Jean-Jacques Goldman

Il y a pire : penser que la vie est avec quelqu'un d'autre. C'est aussi une grande illusion. Ailleurs et avec quelqu'un d'autre. Les gens sont partout pareils et les destinations sont les mêmes. Mais c'est une jolie illusion de penser qu'il y a ailleurs. Cela permet d'avancer. C'est le grand Ouest, les chercheurs d'or.

Gaël

Si on va...

Jean-Jacques Goldman

Oui, mais même penser que l'on ira, cela peut soutenir. Tant que ça ne gâche pas le quotidien. Par contre, ce que l'on peut admettre, c'est qu'il faut rester sur la route. Cela ne sert à rien d'arriver. La clé est là. Ce n'est pas telle personne ou tel endroit qui est l'aboutissement mais c'est le fait d'y aller.

Gaël

Qu'est-ce qui vous a inspiré la chanson "Le coureur" ?

Jean-Jacques Goldman

Les championnats d'Europe d'athlétisme avec ces montagnards kenyans qui couraient parce que, dans leur pays, pour aller à l'école, il y avait 20 km à parcourir.

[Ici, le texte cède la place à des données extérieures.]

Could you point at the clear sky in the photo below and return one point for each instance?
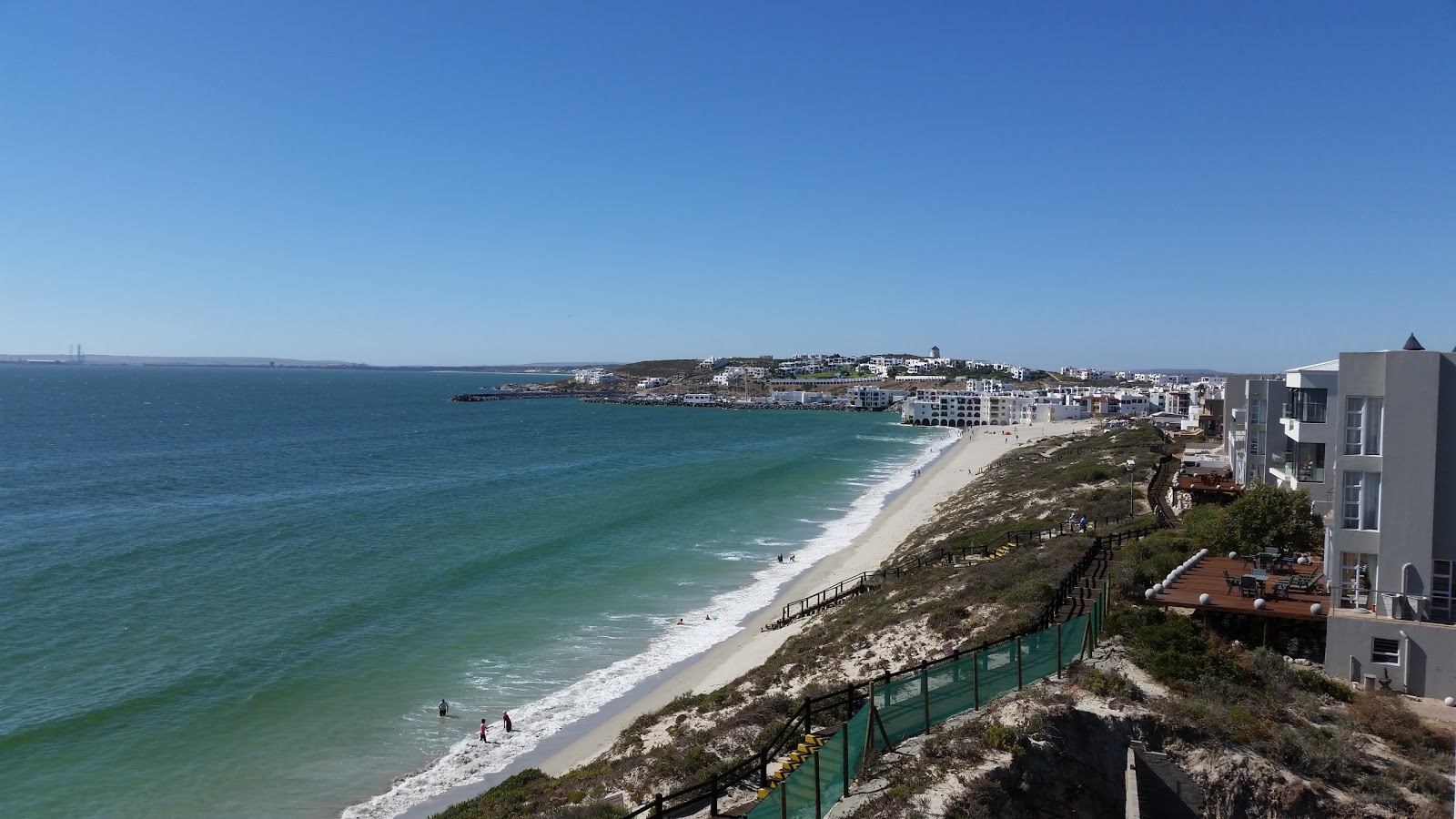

Tout a coup, on les emmène en Europe. Je ne sais pas ce qu'ils comprennent à ça. On regarde leur visage, leur sourire, leur spontanéité et on se rend compte qu'ils ne sont pas de notre monde. Et trois millions de gens les regardent. Il y a des cameras hyper sophistiquées qui se penchent vers eux. Ils doivent parler dans les microphones. Parfois, leurs gestes sont décalés. Je les trouve remarquables et très touchants. Ils deviennent des champions et des marchandises puisqu'ils font de la publicité pour Nike. C'était très intéressant d'en faire une chanson.